Source: //vseonogah.ru/zabolevaniya-sosudov/tromboz/bedrennoj-veny.html

Diet


To improve the rheological properties of blood, a patient with venous thrombosis should drink up to 2.5 liters of water per day.
All patients with venous thrombosis are advised to follow a special diet and take a sufficient amount of fluid (up to 2.5 liters per day). Proper nutrition can improve the rheological properties of blood, reduce swelling and improve the condition of vascular walls.

The following foods that increase blood clotting should be excluded from the menu:

  • foods high in vitamin K and C: green vegetables and fruits, spinach, nettle, sorrel, walnuts, rose hips, currants, citrus fruits, bell peppers, chokeberries, etc.;
  • fatty meats;
  • sausages;
  • canned meat;
  • fatty dairy products;
  • mayonnaise;
  • spicy, fried, smoked, sweet and salty dishes;
  • confectionery products with margarine, butter and cream;
  • pastry products;
  • coffee;
  • alcoholic drinks.

Products rich in polyunsaturated fatty acids (Omega 3 and Omega 6) and vitamin E have a beneficial effect on the condition of blood vessels and blood. In addition, the diet should include foods that prevent flatulence and constipation, in which blood stagnation in the lower part of the body increases.

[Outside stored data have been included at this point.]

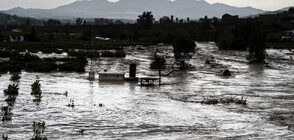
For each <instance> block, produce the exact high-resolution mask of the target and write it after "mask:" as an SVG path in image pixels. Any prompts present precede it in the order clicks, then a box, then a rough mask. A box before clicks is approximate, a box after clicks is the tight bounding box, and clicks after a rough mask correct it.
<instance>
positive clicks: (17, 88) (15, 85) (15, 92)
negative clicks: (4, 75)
mask: <svg viewBox="0 0 294 140" xmlns="http://www.w3.org/2000/svg"><path fill="white" fill-rule="evenodd" d="M18 89H19V88H18V84H10V85H8V88H7V89H5V90H4V94H5V95H8V96H9V95H18Z"/></svg>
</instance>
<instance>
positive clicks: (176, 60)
mask: <svg viewBox="0 0 294 140" xmlns="http://www.w3.org/2000/svg"><path fill="white" fill-rule="evenodd" d="M195 47H196V44H195V42H194V41H193V40H192V39H191V37H190V36H188V35H181V36H178V37H177V38H176V39H175V41H174V42H173V49H174V57H175V59H176V61H177V62H178V63H179V64H180V69H181V70H185V69H187V68H188V65H186V61H189V60H190V59H191V58H192V56H193V55H194V53H195Z"/></svg>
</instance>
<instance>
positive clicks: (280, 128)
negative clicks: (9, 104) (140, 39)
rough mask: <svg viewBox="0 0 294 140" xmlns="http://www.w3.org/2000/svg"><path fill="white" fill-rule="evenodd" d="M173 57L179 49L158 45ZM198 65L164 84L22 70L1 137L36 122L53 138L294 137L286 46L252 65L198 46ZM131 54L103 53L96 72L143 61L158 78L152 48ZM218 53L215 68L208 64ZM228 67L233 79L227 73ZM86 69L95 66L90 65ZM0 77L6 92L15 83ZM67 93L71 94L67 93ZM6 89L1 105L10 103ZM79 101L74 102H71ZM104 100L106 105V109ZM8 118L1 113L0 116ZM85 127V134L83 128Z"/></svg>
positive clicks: (191, 137)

For vein thrombosis, the following products should be included in the daily menu:

  • fish fat;
  • fatty fish: salmon, pike perch, mackerel, cod;
  • lean meat (1-2 times a week);
  • seafood: squid, mussels, crabs;
  • low-fat fermented milk products;
  • cashew nuts;
  • cereals;
  • legumes;
  • vegetable oils: olive, cedar, flaxseed, corn, soybean, wheat germ, etc.
  • asparagus;
  • corn;
  • onion;
  • garlic;
  • horseradish;
  • pepper;
  • pumpkin and sunflower seeds;
  • melons and watermelons;
  • foods rich in fiber: cabbage, carrots, etc.

For vein thrombosis, it is recommended to prepare dishes by boiling or steaming.